Why is a “just as well” strategy the right approach to managing public fear?

First, it takes public fears seriously by giving people concrete actions to take to gain ownership over their own anxieties. That is a psychological benefit in itself.

Second, it uses fear as a valuable tool instead of treating it as a second enemy. The danger of fear is that it can give us blinders; it can lead us to lose sight of the important things that are just beyond our tunnel vision.

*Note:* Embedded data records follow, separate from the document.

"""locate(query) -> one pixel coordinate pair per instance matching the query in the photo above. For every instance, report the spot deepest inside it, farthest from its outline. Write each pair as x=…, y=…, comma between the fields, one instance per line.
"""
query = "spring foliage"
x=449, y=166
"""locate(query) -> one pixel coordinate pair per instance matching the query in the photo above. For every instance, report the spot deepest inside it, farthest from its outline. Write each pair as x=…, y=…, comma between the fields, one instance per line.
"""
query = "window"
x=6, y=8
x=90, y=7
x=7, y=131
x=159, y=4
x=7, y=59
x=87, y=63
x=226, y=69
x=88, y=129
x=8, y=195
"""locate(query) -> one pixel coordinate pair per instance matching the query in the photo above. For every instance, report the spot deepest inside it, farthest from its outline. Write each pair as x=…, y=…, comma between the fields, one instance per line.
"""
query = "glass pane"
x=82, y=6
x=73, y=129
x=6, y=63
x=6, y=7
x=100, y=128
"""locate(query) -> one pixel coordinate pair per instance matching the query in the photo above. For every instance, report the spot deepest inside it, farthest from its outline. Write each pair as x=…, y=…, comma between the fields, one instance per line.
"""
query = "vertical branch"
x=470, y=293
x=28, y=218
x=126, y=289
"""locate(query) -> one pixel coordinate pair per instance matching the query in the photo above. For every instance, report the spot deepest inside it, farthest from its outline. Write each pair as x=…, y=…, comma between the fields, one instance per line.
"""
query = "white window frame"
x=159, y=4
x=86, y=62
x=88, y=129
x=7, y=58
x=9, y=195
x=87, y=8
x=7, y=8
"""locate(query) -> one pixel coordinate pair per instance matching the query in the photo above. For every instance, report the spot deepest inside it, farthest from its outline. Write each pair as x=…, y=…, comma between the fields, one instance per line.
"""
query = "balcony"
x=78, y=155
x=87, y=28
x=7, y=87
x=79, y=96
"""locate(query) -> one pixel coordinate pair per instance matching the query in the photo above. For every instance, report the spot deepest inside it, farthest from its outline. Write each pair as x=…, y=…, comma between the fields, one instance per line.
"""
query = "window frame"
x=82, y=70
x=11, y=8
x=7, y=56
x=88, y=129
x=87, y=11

A “just as well” strategy takes advantage of agency expertise to point public attention towards actions that are valuable regardless.

And finally, a “just as well” strategy treats members of the public like the allies they can be in what is honestly a difficult battle against a frightening foe.

Americans are primed to fight. Now we need our new Ebola czar to unveil the battle strategy.

Arden Rowell

Arden Rowell is an Associate Professor and Richard W. and Marie L. Corman Scholar at the University of Illinois College of Law. Her work focuses on risk regulation and the relationship between law and behavior. The author expands on her thoughts on fear and Ebola in Regulating Fear: The Case of Ebola in the United States.